Il doit rester environ 1 000 victimes non indemnisées. Elles se trouvent dans des situations matérielles, psychologiques et de santé dramatiques et reçoivent toujours des courriers odieux de la part de Servier : loin de faire profil bas, le laboratoire conteste la totalité des demandes, sur l’ensemble des préjudices. Ils disent « oui, oui, c’est vrai que le Mediator a pu provoquer des valvulopathies, on va indemniser ». Mais quand les personnes apportent des preuves, Servier conteste systématiquement. Ils n’ont pas bougé d’un iota, c’est comme si rien ne s’était passé. Jacques Servier, le fondateur, avait déclaré « le procès, on s’en fout ». Les successeurs disent la même chose. Il y a un refus d’assumer les responsabilités. Même quand ils indemnisent, ils expliquent que cela n’a pas valeur de reconnaissance de responsabilité.

A la veille du procès, fin septembre 2019, vous espériez que Servier soit interdit d’exercer. Qu’attendez-vous du jugement de lundi ?

Ça ne sera pas le cas, parce que ça n’a pas été demandé par le parquet. Mais c’est toujours ce que souhaitent les victimes. Pendant le procès, elles ne demandaient pas d’argent, pas de prison, mais de mettre fin aux activités d’un laboratoire qui devrait être condamné pour acte de délinquance. Le fait qu’ils puissent continuer leur activité pharmaceutique pose question.

Avec 10 millions d’euros d’amende, trois ans de prison ferme contre l’ancien numéro 2, Jean-Philippe Seta, et une amende de 200 000 euros contre l’Agence du médicament… les réquisitions du ministère public vous semblent-elles acceptables ?

Je souscris à l’analyse du parquet. Mais la réponse judiciaire risque d’engendrer une vraie frustration. Une chose a été demandée par l’avocat Charles Joseph-Oudin : « Il faut que ça cogne fort. » Il faut taper dans le porte-monnaie parce que, d’une part, c’est un délit d’une gravité inouïe. Et parce que Servier continue aussi d’avoir un comportement odieux, ce qui est intolérable.

En cas de déception, que se passera-t-il ?

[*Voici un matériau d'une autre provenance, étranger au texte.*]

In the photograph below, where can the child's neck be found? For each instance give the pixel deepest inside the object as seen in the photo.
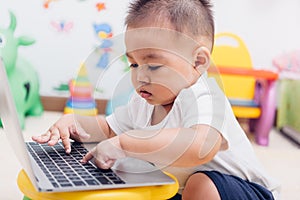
(160, 112)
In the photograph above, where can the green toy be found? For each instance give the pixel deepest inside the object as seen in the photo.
(21, 74)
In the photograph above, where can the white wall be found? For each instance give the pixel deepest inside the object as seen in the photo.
(268, 27)
(58, 54)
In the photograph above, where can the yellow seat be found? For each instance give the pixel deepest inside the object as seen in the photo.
(142, 193)
(251, 92)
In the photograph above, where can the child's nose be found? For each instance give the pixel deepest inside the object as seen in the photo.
(143, 75)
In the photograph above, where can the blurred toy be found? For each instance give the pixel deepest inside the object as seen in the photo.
(251, 92)
(81, 101)
(22, 76)
(104, 33)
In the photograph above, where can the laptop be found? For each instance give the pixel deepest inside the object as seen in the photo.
(50, 169)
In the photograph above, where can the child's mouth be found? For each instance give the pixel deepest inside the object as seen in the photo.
(145, 94)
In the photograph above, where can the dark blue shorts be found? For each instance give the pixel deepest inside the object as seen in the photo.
(234, 188)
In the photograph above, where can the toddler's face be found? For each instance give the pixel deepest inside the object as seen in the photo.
(161, 65)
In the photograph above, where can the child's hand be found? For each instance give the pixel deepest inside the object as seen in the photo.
(105, 153)
(65, 128)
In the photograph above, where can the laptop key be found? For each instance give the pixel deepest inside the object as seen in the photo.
(103, 180)
(78, 183)
(91, 182)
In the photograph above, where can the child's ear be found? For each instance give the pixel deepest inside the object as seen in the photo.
(201, 59)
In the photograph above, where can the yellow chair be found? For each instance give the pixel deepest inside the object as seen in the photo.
(138, 193)
(251, 92)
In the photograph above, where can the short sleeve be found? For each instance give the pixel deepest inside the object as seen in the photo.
(135, 115)
(204, 103)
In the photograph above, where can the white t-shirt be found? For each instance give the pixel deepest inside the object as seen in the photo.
(202, 103)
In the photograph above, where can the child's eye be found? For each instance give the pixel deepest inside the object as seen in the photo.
(134, 65)
(152, 68)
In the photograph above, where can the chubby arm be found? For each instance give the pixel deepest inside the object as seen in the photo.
(76, 127)
(182, 147)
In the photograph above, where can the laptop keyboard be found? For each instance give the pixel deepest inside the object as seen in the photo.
(66, 170)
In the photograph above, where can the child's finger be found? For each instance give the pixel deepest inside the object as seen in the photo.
(88, 156)
(42, 138)
(54, 136)
(65, 138)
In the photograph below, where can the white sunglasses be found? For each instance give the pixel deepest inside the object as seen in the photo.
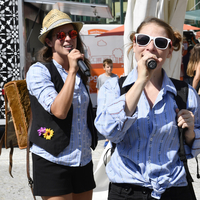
(159, 42)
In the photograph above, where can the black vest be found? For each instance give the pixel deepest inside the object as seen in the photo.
(61, 127)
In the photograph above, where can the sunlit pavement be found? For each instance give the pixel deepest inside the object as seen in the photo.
(17, 188)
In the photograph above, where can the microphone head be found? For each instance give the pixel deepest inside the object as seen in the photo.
(152, 64)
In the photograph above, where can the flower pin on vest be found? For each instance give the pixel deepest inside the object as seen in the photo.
(47, 133)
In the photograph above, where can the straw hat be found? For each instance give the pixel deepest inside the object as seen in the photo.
(54, 19)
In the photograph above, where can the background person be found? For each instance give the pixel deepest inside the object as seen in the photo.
(62, 129)
(193, 68)
(108, 67)
(144, 122)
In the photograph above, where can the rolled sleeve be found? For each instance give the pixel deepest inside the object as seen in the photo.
(111, 120)
(39, 84)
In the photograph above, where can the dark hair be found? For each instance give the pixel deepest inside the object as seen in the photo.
(107, 61)
(45, 54)
(173, 35)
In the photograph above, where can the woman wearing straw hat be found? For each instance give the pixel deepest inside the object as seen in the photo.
(62, 132)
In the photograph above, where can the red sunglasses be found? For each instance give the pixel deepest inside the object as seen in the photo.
(62, 35)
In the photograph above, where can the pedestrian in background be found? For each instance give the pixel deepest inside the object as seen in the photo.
(62, 132)
(108, 67)
(193, 68)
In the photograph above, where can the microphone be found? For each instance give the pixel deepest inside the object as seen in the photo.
(151, 63)
(84, 68)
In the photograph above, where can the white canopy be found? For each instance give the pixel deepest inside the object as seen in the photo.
(171, 11)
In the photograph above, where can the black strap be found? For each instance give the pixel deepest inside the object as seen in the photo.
(181, 101)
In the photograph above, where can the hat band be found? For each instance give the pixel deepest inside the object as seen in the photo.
(58, 22)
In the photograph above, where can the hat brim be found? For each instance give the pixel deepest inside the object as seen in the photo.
(78, 25)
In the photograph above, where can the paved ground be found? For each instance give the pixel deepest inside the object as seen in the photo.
(17, 188)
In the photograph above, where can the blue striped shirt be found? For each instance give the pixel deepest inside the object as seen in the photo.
(147, 142)
(39, 84)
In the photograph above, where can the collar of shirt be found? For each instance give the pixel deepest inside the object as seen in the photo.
(60, 68)
(167, 85)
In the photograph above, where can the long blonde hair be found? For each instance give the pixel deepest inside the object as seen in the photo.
(194, 60)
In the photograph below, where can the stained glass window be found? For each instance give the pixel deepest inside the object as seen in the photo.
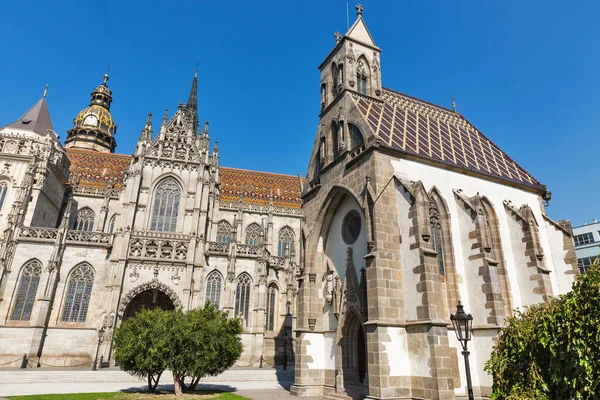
(3, 191)
(271, 306)
(436, 234)
(224, 232)
(286, 239)
(79, 292)
(213, 288)
(253, 234)
(166, 206)
(242, 297)
(30, 279)
(84, 221)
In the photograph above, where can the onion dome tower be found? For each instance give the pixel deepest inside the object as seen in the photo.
(94, 128)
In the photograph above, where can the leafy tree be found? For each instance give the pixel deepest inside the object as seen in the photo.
(552, 350)
(192, 345)
(141, 344)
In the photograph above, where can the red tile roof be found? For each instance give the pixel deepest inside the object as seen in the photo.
(429, 131)
(99, 169)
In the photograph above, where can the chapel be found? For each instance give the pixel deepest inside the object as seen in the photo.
(351, 272)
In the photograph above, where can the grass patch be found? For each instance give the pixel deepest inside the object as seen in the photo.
(131, 396)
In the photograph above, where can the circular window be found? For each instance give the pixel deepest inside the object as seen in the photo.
(351, 227)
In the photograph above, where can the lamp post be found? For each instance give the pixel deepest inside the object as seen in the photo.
(463, 323)
(285, 350)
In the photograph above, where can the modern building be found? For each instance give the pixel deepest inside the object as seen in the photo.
(587, 243)
(406, 209)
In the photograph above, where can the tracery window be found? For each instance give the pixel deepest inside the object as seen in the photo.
(3, 192)
(79, 292)
(242, 297)
(111, 224)
(213, 288)
(84, 221)
(286, 239)
(30, 279)
(271, 306)
(253, 234)
(436, 235)
(224, 232)
(361, 77)
(166, 206)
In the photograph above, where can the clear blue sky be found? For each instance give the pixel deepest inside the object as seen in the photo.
(524, 72)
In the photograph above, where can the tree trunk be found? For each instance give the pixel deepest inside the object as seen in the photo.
(177, 384)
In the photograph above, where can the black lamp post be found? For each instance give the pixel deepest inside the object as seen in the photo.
(463, 323)
(285, 350)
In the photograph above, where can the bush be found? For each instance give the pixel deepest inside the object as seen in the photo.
(552, 350)
(192, 345)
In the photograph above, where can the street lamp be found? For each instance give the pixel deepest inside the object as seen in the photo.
(463, 323)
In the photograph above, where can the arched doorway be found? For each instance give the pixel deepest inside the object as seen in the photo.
(150, 299)
(354, 352)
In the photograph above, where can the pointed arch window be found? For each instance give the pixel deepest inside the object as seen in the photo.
(224, 232)
(285, 239)
(166, 206)
(84, 221)
(361, 77)
(27, 289)
(242, 297)
(436, 235)
(79, 292)
(253, 234)
(3, 192)
(213, 288)
(271, 306)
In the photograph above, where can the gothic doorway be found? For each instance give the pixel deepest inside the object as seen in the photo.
(151, 298)
(354, 352)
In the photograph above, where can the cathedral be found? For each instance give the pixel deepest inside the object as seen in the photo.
(353, 271)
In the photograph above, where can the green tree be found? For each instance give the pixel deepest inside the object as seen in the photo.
(141, 344)
(552, 350)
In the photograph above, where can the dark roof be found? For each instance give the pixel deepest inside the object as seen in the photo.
(436, 133)
(36, 119)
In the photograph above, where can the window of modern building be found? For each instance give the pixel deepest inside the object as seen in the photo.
(84, 221)
(166, 206)
(584, 238)
(27, 289)
(79, 292)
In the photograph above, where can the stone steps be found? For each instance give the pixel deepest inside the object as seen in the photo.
(116, 376)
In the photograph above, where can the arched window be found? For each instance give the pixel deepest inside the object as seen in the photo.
(361, 77)
(436, 234)
(3, 192)
(224, 232)
(242, 297)
(285, 239)
(84, 221)
(213, 288)
(355, 136)
(271, 306)
(166, 206)
(111, 224)
(30, 279)
(253, 234)
(79, 292)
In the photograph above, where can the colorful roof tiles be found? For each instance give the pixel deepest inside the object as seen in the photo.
(429, 131)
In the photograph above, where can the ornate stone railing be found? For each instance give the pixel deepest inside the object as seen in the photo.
(159, 246)
(38, 234)
(218, 248)
(100, 238)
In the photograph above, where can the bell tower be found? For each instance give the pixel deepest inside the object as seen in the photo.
(353, 65)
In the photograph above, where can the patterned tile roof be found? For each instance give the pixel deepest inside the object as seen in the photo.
(424, 129)
(256, 187)
(98, 169)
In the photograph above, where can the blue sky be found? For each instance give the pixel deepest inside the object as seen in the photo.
(524, 72)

Dans un procès pénal, les victimes ne sont que parties civiles. Donc si les condamnations sont en-deçà des demandes du parquet, ce dernier pourra faire appel. Il est urgent que la justice rappelle les limites de ce qu’il est admissible de faire. On parle de délit, mais moi, je qualifie cela de crime industriel. On est face à de la criminalité en col blanc. Si on veut rétablir la confiance vis-à-vis des autorités de santé, il faut savoir condamner les industriels qui sont coupables d’un délit.

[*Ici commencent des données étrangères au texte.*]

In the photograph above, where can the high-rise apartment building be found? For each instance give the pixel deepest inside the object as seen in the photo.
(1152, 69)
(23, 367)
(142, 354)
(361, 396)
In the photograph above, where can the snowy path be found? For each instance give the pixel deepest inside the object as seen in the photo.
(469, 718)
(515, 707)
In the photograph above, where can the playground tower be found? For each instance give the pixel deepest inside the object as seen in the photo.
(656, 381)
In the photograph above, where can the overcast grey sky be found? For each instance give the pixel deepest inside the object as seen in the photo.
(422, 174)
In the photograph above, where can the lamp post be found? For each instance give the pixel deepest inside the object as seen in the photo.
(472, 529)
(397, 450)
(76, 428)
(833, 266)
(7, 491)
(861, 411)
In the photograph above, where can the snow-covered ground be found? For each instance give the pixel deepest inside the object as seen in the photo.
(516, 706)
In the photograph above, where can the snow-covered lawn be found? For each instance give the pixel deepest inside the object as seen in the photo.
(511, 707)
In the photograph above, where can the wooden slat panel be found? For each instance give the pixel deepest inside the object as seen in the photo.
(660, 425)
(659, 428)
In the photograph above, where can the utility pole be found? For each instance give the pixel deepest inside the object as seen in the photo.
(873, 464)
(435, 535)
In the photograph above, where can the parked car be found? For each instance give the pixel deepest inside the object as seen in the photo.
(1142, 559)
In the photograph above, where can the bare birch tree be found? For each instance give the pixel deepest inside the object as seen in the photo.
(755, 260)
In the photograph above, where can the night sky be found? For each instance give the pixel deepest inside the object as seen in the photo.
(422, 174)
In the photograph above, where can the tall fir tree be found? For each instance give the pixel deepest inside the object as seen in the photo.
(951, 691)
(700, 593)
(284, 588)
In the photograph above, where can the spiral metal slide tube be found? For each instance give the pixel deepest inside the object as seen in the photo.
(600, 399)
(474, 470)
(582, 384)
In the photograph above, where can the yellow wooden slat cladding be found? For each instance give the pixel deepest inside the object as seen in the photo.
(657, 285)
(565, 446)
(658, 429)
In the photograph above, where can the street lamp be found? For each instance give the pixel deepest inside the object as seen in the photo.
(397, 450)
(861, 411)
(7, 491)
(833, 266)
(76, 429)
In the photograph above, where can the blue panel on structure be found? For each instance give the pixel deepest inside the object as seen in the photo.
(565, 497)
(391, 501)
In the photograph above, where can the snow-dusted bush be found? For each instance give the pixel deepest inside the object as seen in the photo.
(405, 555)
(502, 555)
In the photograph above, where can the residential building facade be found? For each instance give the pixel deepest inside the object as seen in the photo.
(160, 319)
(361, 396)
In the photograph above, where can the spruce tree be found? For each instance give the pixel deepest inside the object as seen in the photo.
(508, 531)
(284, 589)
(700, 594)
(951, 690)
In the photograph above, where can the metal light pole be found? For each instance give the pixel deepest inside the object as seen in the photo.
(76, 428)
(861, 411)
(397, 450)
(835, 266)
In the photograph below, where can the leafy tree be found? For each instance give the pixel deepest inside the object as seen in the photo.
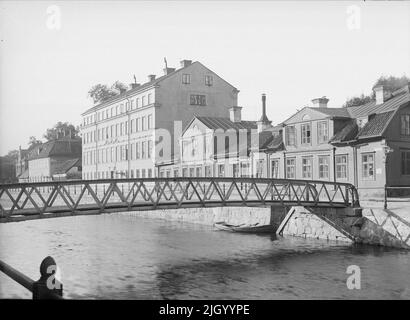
(61, 129)
(357, 101)
(390, 83)
(101, 92)
(119, 86)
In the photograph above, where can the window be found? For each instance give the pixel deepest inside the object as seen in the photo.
(150, 121)
(341, 167)
(290, 168)
(208, 80)
(305, 128)
(143, 124)
(235, 170)
(368, 166)
(199, 172)
(143, 149)
(307, 167)
(322, 132)
(221, 170)
(137, 150)
(275, 168)
(197, 100)
(405, 162)
(405, 124)
(290, 136)
(323, 167)
(149, 148)
(186, 78)
(208, 171)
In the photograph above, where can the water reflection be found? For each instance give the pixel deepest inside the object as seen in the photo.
(121, 256)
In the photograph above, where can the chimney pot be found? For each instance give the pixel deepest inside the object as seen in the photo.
(185, 63)
(320, 102)
(168, 70)
(380, 92)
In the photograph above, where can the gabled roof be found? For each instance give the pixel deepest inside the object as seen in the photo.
(66, 147)
(376, 125)
(147, 85)
(347, 133)
(334, 112)
(225, 123)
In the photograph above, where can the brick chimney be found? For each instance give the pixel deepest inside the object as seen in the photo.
(185, 63)
(134, 85)
(235, 114)
(381, 94)
(320, 102)
(168, 70)
(263, 122)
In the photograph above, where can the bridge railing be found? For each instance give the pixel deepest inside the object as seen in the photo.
(108, 195)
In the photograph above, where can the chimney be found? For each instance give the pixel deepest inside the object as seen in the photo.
(235, 114)
(185, 63)
(380, 93)
(320, 102)
(168, 70)
(263, 122)
(134, 85)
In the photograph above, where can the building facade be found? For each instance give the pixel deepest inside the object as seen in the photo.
(48, 159)
(136, 132)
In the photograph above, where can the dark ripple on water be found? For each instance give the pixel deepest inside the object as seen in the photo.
(125, 257)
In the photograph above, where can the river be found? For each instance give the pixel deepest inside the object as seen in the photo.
(122, 256)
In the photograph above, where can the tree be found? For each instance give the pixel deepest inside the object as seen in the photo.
(119, 86)
(100, 93)
(61, 129)
(390, 83)
(33, 142)
(357, 101)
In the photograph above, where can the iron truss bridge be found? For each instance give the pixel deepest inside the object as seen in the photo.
(22, 201)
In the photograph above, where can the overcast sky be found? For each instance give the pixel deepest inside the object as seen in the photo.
(293, 52)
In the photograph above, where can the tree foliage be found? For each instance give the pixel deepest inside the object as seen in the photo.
(101, 92)
(390, 83)
(60, 130)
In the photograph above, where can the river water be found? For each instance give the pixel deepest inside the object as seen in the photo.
(122, 256)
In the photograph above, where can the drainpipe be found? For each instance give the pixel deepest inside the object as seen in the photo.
(334, 164)
(356, 180)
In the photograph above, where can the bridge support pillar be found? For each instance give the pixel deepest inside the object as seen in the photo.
(277, 215)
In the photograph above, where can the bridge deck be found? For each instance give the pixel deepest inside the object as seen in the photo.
(65, 198)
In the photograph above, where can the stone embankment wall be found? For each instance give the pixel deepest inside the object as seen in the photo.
(374, 226)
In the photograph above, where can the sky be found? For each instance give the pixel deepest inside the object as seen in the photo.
(292, 51)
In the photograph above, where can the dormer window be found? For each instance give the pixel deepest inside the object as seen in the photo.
(322, 132)
(186, 78)
(306, 133)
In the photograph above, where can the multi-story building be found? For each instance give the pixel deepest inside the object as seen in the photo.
(137, 131)
(367, 145)
(55, 160)
(226, 147)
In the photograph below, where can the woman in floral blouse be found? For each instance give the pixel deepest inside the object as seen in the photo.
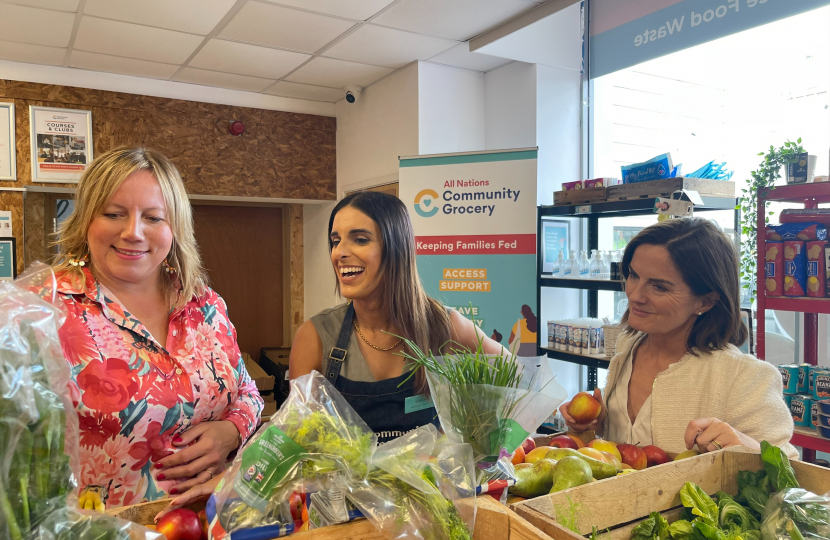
(162, 394)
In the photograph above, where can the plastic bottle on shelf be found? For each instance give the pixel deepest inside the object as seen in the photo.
(584, 265)
(568, 270)
(594, 268)
(557, 265)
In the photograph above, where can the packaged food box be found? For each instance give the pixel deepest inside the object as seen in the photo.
(795, 268)
(816, 272)
(789, 378)
(774, 268)
(800, 409)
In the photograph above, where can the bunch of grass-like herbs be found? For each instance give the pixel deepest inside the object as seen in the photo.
(478, 392)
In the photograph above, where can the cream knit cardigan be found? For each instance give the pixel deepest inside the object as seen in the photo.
(736, 388)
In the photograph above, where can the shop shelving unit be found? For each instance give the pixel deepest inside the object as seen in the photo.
(810, 195)
(592, 213)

Et si le parquet ne faisait pas appel ?

Ce ne sera pas terminé. L’instruction pénale se poursuivra pour homicides et blessures involontaires, beaucoup n’ont pas encore été instruites. Et puis un millier de victimes ne sont toujours pas indemnisées. Mon objectif, c’est qu’elles le soient toutes. Qu’il y ait un jugement pénal qui rétablisse la vérité. Que personne ne puisse rester dans le déni ou la minimisation. J’ai déjà entendu des hommes politiques parler d’erreur de la part de Servier, mais c’est de la pharmaco-délinquance, il faut nommer les choses ! Certaines institutions prestigieuses continuent de nouer des partenariats avec Servier, des responsables politiques encouragent la firme…

C’est-à-dire ?

Aujourd’hui, on se focalise sur Servier. Mais toutes les compromissions, les complicités, on les oublie. Servier continue d’être sponsor et partenaire de nombreux événements, ils arrosent le monde médical d’argent pour garder leur emprise sur celui-ci. Le procès implique également des professeurs de médecine, des professeurs de pharmacie qui doivent répondre de délits de trafic d’influence, de prise illégale d’intérêts. Les décisions du tribunal vont être importantes sous cet angle également. Pendant ce temps-là, les victimes sont à terre. Elles m’appellent juste après avoir fait une tentative de suicide, quand elles sont aux urgences après avoir ingurgité alcool et médicaments.

Et pour vous, y a-t-il une vie après le Mediator ?

Ces derniers jours, j’ai encore reçu une copie de courriers venant des avocats des laboratoires Servier qui me soulèvent de rage et d’indignation. Cette maltraitance dure depuis plus de dix ans, je ne le supporte pas. Ni hier, ni aujourd’hui, ni demain. La première victime de Servier que j’ai croisée était victime d’un autre coupe-faim de la firme, appelé Isoméride. J’avais 27 ans. Aujourd’hui, j’en ai 58. Toute ma vie, je me suis occupée de victimes de Servier. C’est mon métier. C’est incroyable.